Gâteau à l'ananas /雨宝院

 今朝、ついに洗濯機が突然死。近所の電気屋さんを呼ぶは、壊れた洗濯機を運び出すはで、ばったばた。ちょっと前から調子が悪いことは悪かったのだが、完全に使えなくなるまで新しいのは買わない、という我が家のけちと言うかめんどうくさがりな家風(?)のせいで、数年ごとに重要な家電がご臨終になって混乱する。新しいものを買うことにしたのだが、とにかく今のスペースに収まるものを、ということで、電気屋さんが持ってきたカタログからサイズの同じものを即決。
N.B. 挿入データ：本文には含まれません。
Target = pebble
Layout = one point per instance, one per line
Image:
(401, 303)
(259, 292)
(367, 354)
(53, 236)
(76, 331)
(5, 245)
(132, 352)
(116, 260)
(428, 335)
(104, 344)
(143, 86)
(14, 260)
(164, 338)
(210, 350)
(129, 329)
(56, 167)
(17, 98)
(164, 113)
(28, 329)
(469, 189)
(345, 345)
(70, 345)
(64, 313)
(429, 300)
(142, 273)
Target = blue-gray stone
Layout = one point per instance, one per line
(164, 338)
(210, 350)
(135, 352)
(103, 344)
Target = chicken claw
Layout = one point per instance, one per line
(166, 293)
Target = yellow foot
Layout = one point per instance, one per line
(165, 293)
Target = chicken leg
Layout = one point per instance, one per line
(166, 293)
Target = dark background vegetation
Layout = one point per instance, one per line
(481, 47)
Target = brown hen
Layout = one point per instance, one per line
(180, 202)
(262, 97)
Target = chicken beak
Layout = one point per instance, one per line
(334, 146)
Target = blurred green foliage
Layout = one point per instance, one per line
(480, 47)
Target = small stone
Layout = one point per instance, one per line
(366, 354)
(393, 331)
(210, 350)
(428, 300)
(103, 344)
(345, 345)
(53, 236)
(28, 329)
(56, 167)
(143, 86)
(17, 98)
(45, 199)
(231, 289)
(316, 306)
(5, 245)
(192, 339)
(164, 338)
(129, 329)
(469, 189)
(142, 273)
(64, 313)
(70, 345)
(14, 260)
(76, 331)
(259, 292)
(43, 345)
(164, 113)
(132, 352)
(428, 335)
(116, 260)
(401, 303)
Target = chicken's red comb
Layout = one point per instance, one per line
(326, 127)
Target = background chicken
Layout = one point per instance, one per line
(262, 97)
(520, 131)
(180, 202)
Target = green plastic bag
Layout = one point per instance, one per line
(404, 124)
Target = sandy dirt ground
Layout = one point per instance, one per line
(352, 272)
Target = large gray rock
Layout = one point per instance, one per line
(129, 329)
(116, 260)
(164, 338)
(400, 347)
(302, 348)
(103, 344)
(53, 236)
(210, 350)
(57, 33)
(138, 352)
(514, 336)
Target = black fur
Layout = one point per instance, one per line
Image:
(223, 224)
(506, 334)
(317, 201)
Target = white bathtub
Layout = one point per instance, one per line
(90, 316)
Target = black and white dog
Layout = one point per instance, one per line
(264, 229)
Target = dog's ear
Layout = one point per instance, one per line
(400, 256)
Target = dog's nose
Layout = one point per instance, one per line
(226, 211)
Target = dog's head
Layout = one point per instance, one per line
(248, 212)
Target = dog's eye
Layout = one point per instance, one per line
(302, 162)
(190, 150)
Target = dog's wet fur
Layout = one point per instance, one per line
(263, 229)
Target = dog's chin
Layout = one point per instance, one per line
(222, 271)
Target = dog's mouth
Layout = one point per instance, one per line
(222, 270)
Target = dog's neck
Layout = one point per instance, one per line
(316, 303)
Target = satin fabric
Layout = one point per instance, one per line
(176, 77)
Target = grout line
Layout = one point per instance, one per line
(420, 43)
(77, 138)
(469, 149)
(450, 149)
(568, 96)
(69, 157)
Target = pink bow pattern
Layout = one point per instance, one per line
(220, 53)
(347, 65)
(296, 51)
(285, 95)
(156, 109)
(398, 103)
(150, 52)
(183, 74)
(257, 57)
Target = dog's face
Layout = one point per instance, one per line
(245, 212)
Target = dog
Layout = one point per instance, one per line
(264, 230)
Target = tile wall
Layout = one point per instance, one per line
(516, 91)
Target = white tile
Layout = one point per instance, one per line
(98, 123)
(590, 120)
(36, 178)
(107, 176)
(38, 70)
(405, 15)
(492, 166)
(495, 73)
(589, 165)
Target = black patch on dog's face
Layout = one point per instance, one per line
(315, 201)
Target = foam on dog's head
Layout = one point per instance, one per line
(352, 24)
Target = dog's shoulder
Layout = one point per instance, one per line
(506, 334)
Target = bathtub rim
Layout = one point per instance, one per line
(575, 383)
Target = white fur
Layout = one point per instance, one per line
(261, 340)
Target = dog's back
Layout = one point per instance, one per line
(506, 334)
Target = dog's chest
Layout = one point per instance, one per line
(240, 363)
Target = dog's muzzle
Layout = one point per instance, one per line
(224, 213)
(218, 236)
機能とかの検討は一切なし。家電を吟味しないのも家風だな・・・。もう、しょうがない。005

 そんなばたばたをものともせず、Gâteau à l'ananas ガトー・ア・ラナナ、パイナップルのケーキを焼く。

 この前おいしそうなドライ・パイナップルを見つけて買っておいたのを細かく刻んで、キルシュに漬け込む。写真は漬けたばかりで、まださらっとしているけれど、一晩置けば、パイナップルはキルシュを吸ってふっくら、全体はとろっとした感じになっている。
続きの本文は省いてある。